Destiny is in charge of building successful, community-led policy campaigns that center the voices of D.C. residents impacted by harm.

 

Through her role as Policy Counsel, she builds relationships with community members, amplifies their voices, and encourages those directly impacted by policies to advocate for change. Leveraging research, storytelling, and organizing, Destiny pushes for a reimagined approach to safety—one that moves beyond reliance on police, prisons, and prosecution and instead focuses on mutual support and freedom within the community.

 

Prior to her role at the DC Justice Lab, Destiny served as the Co-Executive Director of the Second Look Project (SLP), a DC-based criminal legal services nonprofit advocating for individuals given extreme sentences in their youth. A graduate of American University’s Washington College of Law (WCL) in 2014, Destiny’s career has been a commitment to defending the rights of the marginalized. Before joining SLP, she honed her skills as an assistant public defender in West Palm Beach, Florida, representing both children and adults accused of crimes.

 

Destiny’s law school efforts were dedicated to justice, focusing on indigent representation and the protection of civil and human rights. She gained invaluable experience as a student defense practitioner at WCL’s Criminal Justice Clinic, a law clerk at the Maryland Office of the Public Defender, and as an intern with ACLU-NC, working on racial justice issues.
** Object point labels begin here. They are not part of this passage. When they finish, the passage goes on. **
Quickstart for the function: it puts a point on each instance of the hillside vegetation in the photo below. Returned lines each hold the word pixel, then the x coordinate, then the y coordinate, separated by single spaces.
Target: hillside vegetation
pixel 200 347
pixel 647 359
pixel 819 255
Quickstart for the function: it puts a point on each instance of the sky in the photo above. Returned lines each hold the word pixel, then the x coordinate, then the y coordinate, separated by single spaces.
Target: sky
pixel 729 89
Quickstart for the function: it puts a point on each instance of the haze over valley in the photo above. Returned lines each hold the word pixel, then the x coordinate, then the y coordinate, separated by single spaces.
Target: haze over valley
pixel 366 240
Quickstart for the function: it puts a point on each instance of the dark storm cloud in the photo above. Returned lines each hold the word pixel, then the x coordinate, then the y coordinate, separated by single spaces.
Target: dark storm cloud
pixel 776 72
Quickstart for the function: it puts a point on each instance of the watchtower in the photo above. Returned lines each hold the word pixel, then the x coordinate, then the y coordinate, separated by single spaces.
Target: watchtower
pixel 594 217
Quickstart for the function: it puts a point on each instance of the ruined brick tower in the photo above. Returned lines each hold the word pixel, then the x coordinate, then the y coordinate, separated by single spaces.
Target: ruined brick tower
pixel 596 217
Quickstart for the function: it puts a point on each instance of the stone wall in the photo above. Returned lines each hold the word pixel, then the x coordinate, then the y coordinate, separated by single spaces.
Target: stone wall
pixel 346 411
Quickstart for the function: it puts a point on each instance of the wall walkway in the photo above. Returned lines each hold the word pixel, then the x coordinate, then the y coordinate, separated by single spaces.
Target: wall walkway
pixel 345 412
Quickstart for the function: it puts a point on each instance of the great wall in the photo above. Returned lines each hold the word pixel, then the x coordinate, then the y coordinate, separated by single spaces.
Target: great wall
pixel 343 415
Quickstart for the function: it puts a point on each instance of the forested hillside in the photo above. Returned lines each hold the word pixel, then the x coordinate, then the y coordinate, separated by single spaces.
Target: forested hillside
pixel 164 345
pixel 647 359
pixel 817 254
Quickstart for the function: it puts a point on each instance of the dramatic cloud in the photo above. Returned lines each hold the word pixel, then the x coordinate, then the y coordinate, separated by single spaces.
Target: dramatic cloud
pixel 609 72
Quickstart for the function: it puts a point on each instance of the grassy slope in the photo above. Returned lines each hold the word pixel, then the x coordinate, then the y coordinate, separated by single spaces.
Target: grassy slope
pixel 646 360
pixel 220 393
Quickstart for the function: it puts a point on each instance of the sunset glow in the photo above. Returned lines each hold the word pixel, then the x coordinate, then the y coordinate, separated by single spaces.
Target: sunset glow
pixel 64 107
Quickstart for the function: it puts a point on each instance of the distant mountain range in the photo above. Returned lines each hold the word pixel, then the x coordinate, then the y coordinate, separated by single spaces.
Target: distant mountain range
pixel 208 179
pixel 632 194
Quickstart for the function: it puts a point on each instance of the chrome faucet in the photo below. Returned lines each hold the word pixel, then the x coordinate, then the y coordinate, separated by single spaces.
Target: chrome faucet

Destiny holds a bachelor’s degree in Political Science with a concentration in International Affairs from Campbell University, North Carolina.

 

Destiny believes in an America where all people are treated equally and equitably, which is why she  continues to fight against the very systems that limit this potential. As Dietrich Bonhoeffer implored, “We  are not to simply bandage the wounds of victims beneath the wheels of injustice, we are to drive a spoke into the wheel itself.” 

 

Destiny is an attorney admitted to practice in the District of Columbia, United States District Court for the District of Columbia, and the State of Florida (inactive).